Enfim, assim como as pessoas não escolhem ter sinusite, diabetes ou catapora, ninguém escolhe ter depressão e é importante frearmos essa cultura nociva de desvalorização da saúde mental. Quando a pessoa é capaz de aceitar sua condição atual, o tratamento (que não é fácil pela quantidade de remédios, pela dificuldade de falar e ser compreendido, pelo tabu) tende a fluir melhor, a dar mais resultados.
É muito possível melhorar a qualidade de vida e retirar as lentes cinzas dos olhos do indivíduo que está com depressão. E é importante lembrar que ninguém é deprimido, existem pessoas que estão deprimidas, e esse quadro pode ser revertido com apoio, ajuda, tratamento adequado e autoconhecimento.
Se você identificou lentes cinzas em seu olhar, procure ajuda hoje mesmo! Existe o CVV (centro de valorização da vida) pelo número 188. Procure por uma pessoa de confiança para falar sobre sua condição atual. Procure um médico, psicólogo. Procure por grupos de apoio... Existe ajuda, existe solução!

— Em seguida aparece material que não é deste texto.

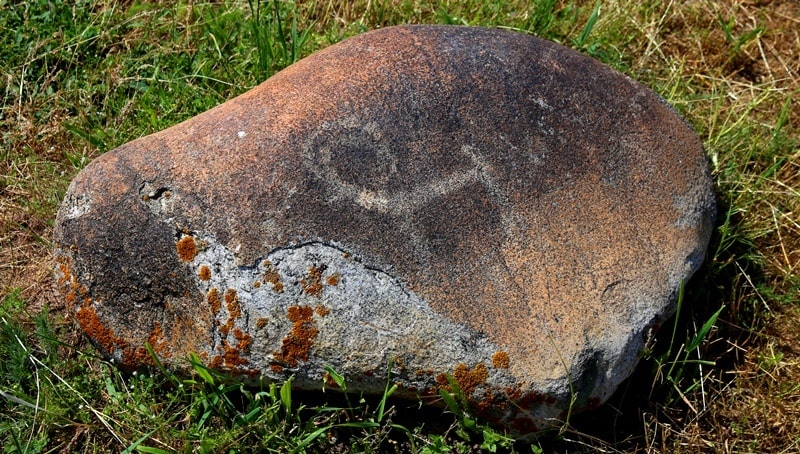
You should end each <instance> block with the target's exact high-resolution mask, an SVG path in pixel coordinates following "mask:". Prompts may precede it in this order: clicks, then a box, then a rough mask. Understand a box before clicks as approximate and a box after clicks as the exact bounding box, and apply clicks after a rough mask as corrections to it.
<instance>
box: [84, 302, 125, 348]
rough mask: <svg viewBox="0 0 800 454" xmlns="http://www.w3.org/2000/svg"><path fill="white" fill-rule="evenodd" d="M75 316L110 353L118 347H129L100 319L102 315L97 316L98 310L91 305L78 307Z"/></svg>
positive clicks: (85, 327)
mask: <svg viewBox="0 0 800 454" xmlns="http://www.w3.org/2000/svg"><path fill="white" fill-rule="evenodd" d="M75 317H76V318H77V320H78V324H79V325H80V327H81V329H82V330H83V331H84V332H85V333H86V334H87V335H88V336H89V337H90V338H92V339H94V340H95V342H97V343H98V344H100V346H101V347H103V348H104V349H105V350H106V351H108V352H109V353H114V351H115V350H116V348H118V347H120V348H125V347H127V343H126V342H125V340H124V339H122V338H121V337H118V336H116V335H115V334H114V331H112V330H111V329H110V328H108V327H107V326H105V325H104V324H103V322H102V321H100V317H98V316H97V312H96V311H95V309H94V308H93V307H92V306H91V305H85V306H83V307H81V308H80V309H78V312H76V313H75Z"/></svg>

Se você conhece alguém nessa situação primeiro entenda que depressão é uma doença séria e existe; e depois procure ajudar dentro daquilo que estiver a seu alcance. Qualquer ajuda é bem-vinda e irá fazer diferença para o doente.
E se você já passou por isso, ou está em fase de superação/tratamento, compartilhe conosco e com as pessoas o que você fez e tem feito para se curar. Vamos quebrar o silêncio que ainda há sobre saúde mental!